Shutdown, Cuts, and Trade Truce
10.11.2025
Stock markets rose in October, driven by rate cuts and an easing of the trade conflict between the US and China.
For the month as a whole, the US S&P 500 rose 2.30 percent in USD terms, the European Stoxx 600 ended up 2.5 percent in EUR terms, and the Nordic VINX rose 3.4 percent in NOK terms. Here at home, the Oslo Stock Exchange fell 2.0 percent (OSEBX).
Data drought during the “shutdown”
The US shutdown is entering its second month and is emptying the calendar of key indicators, with a particularly large hole in labor market statistics. When the timely indicators fail to appear, the range of interpretations widens, and pricing swings more around the few data points that are actually published. At the same time, the debate over data quality has intensified: the share of imputed inflation has risen markedly since the spring, while annual inflation remains in the upper part of the target band. This suggests that such periods primarily shift consumption—particularly among public-sector employees whose pay is delayed—rather than change trend growth, but the duration will be decisive once revisions return to a normal pace.

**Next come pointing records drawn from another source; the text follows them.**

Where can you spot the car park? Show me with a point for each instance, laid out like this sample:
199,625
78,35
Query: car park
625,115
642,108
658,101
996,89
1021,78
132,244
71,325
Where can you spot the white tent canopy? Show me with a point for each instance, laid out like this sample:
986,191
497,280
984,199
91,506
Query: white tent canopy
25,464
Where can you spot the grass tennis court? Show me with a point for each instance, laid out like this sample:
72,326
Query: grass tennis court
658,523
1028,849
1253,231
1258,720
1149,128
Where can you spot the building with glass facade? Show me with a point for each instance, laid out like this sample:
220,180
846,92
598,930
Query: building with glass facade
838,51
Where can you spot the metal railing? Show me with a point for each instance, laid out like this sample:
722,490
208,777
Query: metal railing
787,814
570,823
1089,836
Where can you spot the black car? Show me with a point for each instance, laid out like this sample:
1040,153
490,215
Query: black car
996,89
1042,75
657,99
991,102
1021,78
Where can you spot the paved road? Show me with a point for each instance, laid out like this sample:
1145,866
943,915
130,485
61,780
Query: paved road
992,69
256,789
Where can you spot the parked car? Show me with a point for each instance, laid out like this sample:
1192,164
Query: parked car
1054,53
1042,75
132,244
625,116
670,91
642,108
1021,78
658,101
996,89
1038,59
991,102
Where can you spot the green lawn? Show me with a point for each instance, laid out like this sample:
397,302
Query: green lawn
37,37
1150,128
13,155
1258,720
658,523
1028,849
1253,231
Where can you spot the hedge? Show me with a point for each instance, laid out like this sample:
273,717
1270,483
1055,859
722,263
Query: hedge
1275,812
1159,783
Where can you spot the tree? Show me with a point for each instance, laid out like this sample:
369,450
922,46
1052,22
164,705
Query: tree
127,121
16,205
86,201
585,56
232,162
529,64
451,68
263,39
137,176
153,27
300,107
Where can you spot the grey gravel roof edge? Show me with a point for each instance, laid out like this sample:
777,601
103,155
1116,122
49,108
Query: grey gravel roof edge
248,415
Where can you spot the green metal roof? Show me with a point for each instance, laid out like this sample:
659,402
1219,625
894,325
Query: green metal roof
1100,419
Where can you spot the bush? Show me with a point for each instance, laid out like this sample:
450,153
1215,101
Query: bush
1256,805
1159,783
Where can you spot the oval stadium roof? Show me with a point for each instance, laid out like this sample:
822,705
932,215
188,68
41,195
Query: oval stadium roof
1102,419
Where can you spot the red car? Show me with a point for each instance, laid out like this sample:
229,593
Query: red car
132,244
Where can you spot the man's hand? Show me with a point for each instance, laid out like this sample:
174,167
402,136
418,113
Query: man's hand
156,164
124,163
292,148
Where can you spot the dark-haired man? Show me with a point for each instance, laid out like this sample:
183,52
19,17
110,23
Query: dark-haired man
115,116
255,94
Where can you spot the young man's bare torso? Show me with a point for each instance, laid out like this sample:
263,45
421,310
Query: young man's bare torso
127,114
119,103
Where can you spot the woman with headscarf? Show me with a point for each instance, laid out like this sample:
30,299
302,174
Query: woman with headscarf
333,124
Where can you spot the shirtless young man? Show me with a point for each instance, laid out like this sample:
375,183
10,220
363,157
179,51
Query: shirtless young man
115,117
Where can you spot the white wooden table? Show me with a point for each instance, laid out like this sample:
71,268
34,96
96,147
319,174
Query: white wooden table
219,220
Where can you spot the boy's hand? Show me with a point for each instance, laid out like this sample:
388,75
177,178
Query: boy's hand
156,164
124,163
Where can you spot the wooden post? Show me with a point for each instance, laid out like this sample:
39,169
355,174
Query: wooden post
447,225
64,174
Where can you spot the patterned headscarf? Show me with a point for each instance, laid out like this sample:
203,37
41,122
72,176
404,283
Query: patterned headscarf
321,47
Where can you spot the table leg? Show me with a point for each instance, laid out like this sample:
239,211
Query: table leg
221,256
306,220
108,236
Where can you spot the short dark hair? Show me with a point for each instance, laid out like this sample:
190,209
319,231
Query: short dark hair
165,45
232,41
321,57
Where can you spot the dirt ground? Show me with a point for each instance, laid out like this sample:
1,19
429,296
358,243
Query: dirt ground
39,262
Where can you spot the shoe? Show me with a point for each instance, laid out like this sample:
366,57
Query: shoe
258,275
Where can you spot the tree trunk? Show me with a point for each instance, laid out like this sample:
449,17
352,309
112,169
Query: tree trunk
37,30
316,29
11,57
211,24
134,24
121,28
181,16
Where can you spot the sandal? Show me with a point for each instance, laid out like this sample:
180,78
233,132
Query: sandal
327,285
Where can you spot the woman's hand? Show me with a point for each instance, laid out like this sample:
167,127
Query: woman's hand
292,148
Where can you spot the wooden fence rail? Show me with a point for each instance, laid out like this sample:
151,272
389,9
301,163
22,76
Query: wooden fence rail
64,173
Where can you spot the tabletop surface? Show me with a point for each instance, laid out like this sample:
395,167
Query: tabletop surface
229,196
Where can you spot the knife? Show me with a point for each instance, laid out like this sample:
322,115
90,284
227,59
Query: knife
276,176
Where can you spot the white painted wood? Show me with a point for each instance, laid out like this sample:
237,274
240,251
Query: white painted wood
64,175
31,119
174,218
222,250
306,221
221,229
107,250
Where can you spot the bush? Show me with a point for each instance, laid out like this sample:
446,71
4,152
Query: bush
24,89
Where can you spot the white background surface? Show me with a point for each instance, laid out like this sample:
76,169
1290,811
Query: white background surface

Fed cut with a hawkish undertone
The US Federal Reserve (FED) delivered another cut and put balance-sheet reduction on pause from December 1. At the same time, the committee signaled that further easing is not a given. One member wanted to keep rates unchanged, another wanted a double cut. The inflation target must be secured while the labor market cools. Long yields rose briefly, and the path of rates is being priced more cautiously. Monetary policy remains supportive but clearly data-dependent. Individual months of inflation and wage growth therefore carry greater weight.

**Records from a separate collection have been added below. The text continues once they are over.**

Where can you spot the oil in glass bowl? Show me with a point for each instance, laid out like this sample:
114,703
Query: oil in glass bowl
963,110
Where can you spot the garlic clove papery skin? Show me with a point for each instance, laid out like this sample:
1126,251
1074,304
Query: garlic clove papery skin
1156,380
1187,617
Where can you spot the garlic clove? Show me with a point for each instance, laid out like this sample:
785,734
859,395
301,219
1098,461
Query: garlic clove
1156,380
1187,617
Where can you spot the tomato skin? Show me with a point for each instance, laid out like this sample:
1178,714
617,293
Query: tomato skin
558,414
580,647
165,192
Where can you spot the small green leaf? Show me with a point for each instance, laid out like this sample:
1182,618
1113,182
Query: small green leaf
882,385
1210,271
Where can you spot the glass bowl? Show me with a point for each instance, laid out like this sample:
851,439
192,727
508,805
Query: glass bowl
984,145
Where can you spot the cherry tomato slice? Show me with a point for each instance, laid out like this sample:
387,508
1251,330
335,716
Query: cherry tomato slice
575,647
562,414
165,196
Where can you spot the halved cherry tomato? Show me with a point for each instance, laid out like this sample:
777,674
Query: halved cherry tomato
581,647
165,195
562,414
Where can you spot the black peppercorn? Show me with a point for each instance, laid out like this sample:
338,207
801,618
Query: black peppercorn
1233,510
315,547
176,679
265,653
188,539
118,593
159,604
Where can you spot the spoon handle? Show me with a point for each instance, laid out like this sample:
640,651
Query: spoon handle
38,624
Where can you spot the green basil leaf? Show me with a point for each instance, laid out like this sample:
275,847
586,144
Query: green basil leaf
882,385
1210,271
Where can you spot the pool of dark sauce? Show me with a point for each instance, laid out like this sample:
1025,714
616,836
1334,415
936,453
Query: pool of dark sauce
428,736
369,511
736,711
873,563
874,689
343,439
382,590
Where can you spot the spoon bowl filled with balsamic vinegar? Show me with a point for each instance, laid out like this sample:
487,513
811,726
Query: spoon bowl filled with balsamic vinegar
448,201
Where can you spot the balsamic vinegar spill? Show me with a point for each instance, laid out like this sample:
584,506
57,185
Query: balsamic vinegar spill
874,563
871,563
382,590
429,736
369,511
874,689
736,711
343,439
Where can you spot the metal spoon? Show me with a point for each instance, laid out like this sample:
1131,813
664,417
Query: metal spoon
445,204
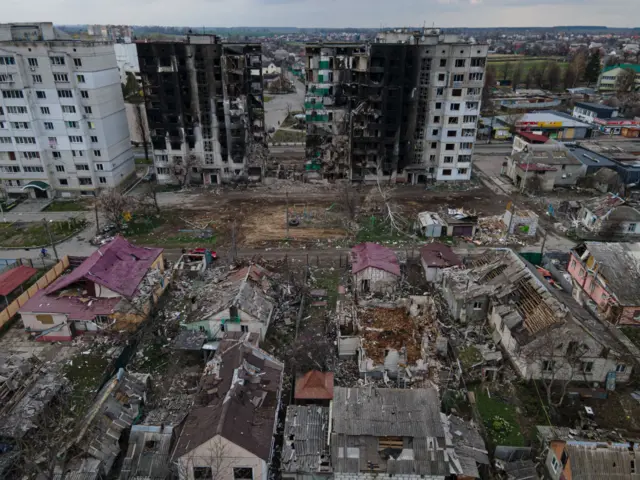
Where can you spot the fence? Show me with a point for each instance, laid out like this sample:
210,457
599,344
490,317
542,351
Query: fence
8,313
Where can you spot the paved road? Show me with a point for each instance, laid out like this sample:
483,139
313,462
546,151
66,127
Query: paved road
275,111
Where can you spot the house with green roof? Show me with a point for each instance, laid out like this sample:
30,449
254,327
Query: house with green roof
609,76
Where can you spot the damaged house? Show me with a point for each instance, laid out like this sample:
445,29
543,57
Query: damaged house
544,332
230,430
608,274
240,302
114,288
403,108
609,216
374,268
205,107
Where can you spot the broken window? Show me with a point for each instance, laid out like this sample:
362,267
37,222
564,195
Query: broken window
202,473
243,473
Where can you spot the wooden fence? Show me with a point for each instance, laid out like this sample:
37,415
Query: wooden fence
8,313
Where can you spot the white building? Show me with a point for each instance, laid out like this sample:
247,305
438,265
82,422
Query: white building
62,116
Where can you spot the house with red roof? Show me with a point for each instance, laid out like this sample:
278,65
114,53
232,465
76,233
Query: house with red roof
374,268
112,289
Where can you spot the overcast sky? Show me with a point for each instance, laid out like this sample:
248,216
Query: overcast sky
328,13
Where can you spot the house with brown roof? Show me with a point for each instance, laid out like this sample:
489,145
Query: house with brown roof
374,268
114,288
314,387
435,257
230,429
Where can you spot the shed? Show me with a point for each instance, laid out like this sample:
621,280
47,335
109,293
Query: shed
375,268
435,257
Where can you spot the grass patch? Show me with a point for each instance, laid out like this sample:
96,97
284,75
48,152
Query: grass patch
500,420
67,206
86,374
27,235
288,136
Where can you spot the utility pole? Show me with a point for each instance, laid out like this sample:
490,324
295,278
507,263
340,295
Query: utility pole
286,194
53,245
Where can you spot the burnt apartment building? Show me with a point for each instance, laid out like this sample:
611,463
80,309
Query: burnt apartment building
205,109
404,108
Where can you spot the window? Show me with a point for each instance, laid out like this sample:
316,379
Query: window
547,365
202,473
12,94
243,473
587,367
13,109
46,319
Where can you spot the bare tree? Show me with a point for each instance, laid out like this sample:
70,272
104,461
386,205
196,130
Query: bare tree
113,204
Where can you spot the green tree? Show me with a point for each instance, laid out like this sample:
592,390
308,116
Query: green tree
592,71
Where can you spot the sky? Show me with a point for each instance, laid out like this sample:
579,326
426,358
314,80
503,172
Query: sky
328,13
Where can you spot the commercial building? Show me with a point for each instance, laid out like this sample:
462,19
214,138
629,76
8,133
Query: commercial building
403,109
205,108
63,128
609,76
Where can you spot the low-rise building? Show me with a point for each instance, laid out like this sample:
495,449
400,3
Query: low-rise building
112,289
374,268
589,112
435,257
609,77
232,425
544,332
608,274
239,303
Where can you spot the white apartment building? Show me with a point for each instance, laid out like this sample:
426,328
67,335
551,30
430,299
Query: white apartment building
63,127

US–China: Easing after the summit
The summit between Trump and Xi ended with confidence-building measures and postponements that reduce the risk of a rapid escalation. The result was lower tariff rates and milder export rules that provide greater predictability in goods flows and can move projects from “on hold” to “execution.” The framework remains fragile, and technology as well as rare earths remain sensitive areas. For markets, the most important thing is that the parties have bought themselves time, which helps reduce uncertainty going forward.
The road ahead
Global markets as measured by MSCI World rose 3.4% in local currency. It appears the “shutdown” is nearing a resolution, while the Fed continues with a less “hawkish” monetary policy. Tariffs and trade barriers still create uncertainty, but the US–China summit has reduced the level of conflict and provided more predictability in goods flows. Despite all this, strong corporate earnings continue, supporting equities as a solid option for long-term saving.